The following site makes an interesting assumption about the origin suggesting that it comes from a Mafia custom which was popularized in movies (but it doesn't cite sources):

  • From the fabled Mafia practice. A kiss from the Don meant curtains for the receiver.
    No doubt popularized in this country by Mafia movies, but the practice goes back much, much further, at least to Roman days. And let's not forget Judas kissing Jesus's cheek to identify him to the guards.

(www.englishforstudents.com)

Questions:

  • Did the the figurative usage of the expression "the kiss of death" really originate in Mafia movies of the forties?

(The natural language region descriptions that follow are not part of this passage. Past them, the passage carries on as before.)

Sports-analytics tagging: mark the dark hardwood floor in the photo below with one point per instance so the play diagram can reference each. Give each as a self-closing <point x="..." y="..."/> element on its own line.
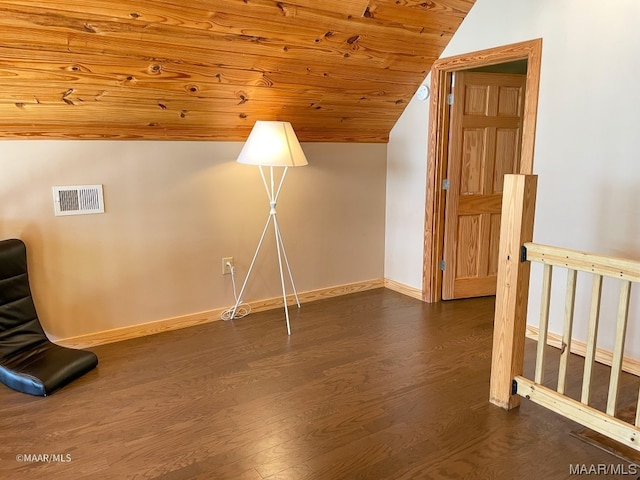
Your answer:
<point x="373" y="385"/>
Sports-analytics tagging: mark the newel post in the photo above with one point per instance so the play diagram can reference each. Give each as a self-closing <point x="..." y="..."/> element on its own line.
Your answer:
<point x="516" y="229"/>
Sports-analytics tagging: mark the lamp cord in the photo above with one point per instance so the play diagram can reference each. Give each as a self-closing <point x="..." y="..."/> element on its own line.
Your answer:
<point x="243" y="309"/>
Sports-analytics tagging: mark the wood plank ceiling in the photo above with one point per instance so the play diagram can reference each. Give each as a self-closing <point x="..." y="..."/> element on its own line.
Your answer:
<point x="338" y="70"/>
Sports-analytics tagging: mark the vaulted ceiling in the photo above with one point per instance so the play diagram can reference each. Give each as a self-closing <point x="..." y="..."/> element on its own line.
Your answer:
<point x="338" y="70"/>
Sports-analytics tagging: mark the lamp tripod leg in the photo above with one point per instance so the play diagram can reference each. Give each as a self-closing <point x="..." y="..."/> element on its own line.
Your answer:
<point x="280" y="247"/>
<point x="286" y="261"/>
<point x="253" y="261"/>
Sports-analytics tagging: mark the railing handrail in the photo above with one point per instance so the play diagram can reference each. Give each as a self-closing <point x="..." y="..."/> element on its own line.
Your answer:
<point x="604" y="265"/>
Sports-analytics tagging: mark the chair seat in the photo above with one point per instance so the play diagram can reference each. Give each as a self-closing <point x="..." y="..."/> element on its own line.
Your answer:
<point x="44" y="368"/>
<point x="29" y="361"/>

  • What does the 1944 Billboard citation refer to?

Best Answer

Here's the quote from The Billboard (10/21/44):

The once dial-twisting words, “This is an electrical transcription,” do not, as they did a short time ago mean the kiss of death for a program.

The term "electrical transcription" means recorded. Radio audiences initially disapproved of musical programs that didn't broadcast live music.

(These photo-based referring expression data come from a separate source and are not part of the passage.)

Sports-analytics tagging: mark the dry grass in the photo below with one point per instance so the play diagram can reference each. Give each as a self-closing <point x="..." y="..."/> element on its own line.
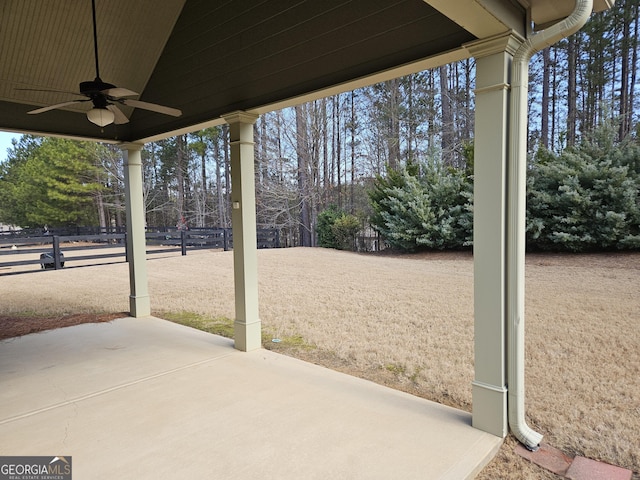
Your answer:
<point x="408" y="322"/>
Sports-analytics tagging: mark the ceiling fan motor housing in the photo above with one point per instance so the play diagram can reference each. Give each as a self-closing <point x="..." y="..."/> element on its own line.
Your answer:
<point x="90" y="88"/>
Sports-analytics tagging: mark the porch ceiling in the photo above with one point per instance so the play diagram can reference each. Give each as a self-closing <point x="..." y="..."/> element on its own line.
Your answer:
<point x="209" y="58"/>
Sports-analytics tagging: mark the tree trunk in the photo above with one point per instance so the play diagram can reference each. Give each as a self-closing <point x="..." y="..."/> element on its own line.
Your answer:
<point x="303" y="180"/>
<point x="572" y="111"/>
<point x="447" y="138"/>
<point x="544" y="104"/>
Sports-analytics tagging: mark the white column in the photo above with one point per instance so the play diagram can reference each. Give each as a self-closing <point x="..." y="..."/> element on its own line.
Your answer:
<point x="139" y="304"/>
<point x="247" y="326"/>
<point x="489" y="389"/>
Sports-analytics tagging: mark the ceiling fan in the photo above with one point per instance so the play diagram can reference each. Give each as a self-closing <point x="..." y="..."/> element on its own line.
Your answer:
<point x="105" y="96"/>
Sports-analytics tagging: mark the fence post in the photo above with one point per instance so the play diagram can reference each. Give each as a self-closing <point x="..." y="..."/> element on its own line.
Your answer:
<point x="56" y="252"/>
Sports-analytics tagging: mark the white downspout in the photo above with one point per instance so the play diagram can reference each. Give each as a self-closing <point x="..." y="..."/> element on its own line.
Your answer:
<point x="516" y="194"/>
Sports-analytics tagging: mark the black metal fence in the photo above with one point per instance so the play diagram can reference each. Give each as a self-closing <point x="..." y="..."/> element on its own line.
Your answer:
<point x="46" y="245"/>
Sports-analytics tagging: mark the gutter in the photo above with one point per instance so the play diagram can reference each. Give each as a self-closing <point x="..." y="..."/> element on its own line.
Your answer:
<point x="516" y="214"/>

Did this phrase originate with the mafia (or with the mafia as portrayed in 1940s gangster films)? If it's the mafia, I'd expect there to be an Italian equivalent, and if Wikipedia's source is to be believed, there is, but it's

Il bacio di Guida

that is, the kiss of Judas. The Italian for kiss of death is "Il bacio della morte", and the google shows that Italians employ it in the same figurative sense, but my patience and Italian aren't good enough to get beyond modern usage. Wikipedia reports the claim of an unnamed Italian source that the kiss is given not to a victim but to his assassin as a green light for the killing. But of course, I can't check that. Wikipedia also relies on L'espresso to claim that the expression goes back to the nineteenth century. I assume that's the Italian newspaper, but it's from 1979, and I can't check that either.

For English, the Ngram viewer finds the earliest use from 1807 in the play Percy: A Tragedy by Hannah Moore:

O you are kindly come to close my eyes,
And take the kiss of death from my cold lips

But this is the personification of mortality, and it can be found well past the 1940s, e.g., a paper in a 1961 volume of Psychoanalysis and the Psychoanalytic Review uses the phrase to describe Othello's line from the eponymous Shakespeare play

Killing myself, to die upon a kiss.

In the sense of betrayal, we know that the phrase had currency in the 1940s because of the film noir Kiss of Death (1947) starring Victor Mature and Brian Donlevy (and which gave Richard Widmark his first role). The plot concerns criminals and betrayals, and all the important characters have Italian last names. But there is no portrayal of a literal, fatal kiss in the movie.

The heyday of early gangster movies was the 1930s, with Little Caesar (1930), The Public Enemy (1931), and Scarface (1932). Only the first and third had villains with Italian names (Edward G Robinson as Rico and Paul Muni as Tony Camonte, respectively). Even given the prominence of Thomas Dewey, who successfully prosecuted mafioso head "Lucky" Luciano in 1936, crime dramas by the Forties had become film noir, like The Glass Key (1942) and The Big Sleep (1946). The earlier films concentrated on the shock value of criminal acts, and the later ones on atmosphere. Neither types of film told the story of mafia life and custom, and I don't believe the kiss appears in any.

We have the kiss from two sources. The first, The Valachi Papers (1968 book and 1972 film), in which mob boss Vito Genovese kisses the title character to signal the former's acknowledgement of the latter's betrayal. The second from The Godfather, Part II (1974) in which Michael kisses Fredo.

But these are long after the supposed origin. For now, we'll have to go with the Scottish verdict.